Una missione per il papa
Vorremmo suggerire che in una prossima enciclica egli sviluppi le richieste
radicali del vangelo cristiano di Gesù. Il papa può proporre rimedi molto
efficaci a questa ingiusta situazione in una meditazione significativa sul
discorso della montagna. Se il papa presta ascolto alle attuali richieste
dell'umanità, espresse dalle proteste globali e dai movimenti per la pace, può
cogliere il potenziale che la Chiesa possiede per arrestare la guerra. (…).

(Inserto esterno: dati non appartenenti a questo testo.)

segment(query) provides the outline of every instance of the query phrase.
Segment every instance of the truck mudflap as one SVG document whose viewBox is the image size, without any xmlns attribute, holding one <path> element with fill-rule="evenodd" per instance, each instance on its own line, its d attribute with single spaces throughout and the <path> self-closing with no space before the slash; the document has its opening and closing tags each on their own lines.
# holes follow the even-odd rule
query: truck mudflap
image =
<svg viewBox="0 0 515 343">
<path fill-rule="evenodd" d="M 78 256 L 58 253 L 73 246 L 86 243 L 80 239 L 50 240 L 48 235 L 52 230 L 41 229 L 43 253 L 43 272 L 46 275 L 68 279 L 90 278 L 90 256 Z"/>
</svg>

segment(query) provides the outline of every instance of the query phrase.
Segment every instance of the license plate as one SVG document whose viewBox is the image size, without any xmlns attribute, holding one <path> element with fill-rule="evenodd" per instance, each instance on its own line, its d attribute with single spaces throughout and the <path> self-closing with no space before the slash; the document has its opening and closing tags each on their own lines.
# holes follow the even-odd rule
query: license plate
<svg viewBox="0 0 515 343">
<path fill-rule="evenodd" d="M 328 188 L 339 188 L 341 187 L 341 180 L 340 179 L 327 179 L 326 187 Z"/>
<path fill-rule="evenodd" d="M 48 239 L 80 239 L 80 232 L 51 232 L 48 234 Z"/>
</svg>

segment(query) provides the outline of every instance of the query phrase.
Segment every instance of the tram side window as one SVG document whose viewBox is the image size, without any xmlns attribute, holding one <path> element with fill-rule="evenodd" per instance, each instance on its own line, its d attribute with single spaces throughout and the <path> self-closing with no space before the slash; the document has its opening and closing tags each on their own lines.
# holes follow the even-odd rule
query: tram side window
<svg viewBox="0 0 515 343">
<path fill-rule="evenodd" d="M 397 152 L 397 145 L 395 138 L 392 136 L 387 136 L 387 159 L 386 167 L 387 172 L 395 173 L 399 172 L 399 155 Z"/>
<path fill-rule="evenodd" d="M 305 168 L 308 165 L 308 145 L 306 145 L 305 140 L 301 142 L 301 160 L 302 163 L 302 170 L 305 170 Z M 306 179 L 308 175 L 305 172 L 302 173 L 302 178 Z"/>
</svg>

Riflettendo sulle più ampie implicazioni del messaggio di Gesù, che Dio è
amore, le Chiese cristiane nel mondo possono ripensare il nucleo del loro
insegnamento nell'attuale situazione mondiale di guerra e di grave ingiustizia.
(…).
In una prossima enciclica o istruzione, il papa può offrire la leadership di
cui il mondo ha bisogno. Le religioni mondiali preentano un comune messaggio
centrale di pace e strategie per salvare l'umanità dalla tragedia che minaccia
gli esseri umani e la natura. (…) Il Vangelo di Gesù dà l'ispirazione per un
altro mondo possibile che può offrire agli uomini una migliore possibilità di
vivere una vita umana piena e significativa. Il Forum Sociale Mondiale di Porto
Alegre e altrove esprime le speranze dell'umanità riguardo ad una
trasformazione pacifica di questo genere. Questa situazione rappresenta una
grande sfida per tutti noi a testimoniare il Dio dell'amore rivelato da Gesù.
Speriamo che papa Benedetto XVI ci aiuti tutti ad affrontare questa sfida in
modo saggio, coraggioso e pacifico. (…). Ci attendiamo allora un'altra
enciclica sulla giustizia e la pace di Dio che affronti direttamente tutti
questi temi e offra la leadership necessaria all'intera Chiesa.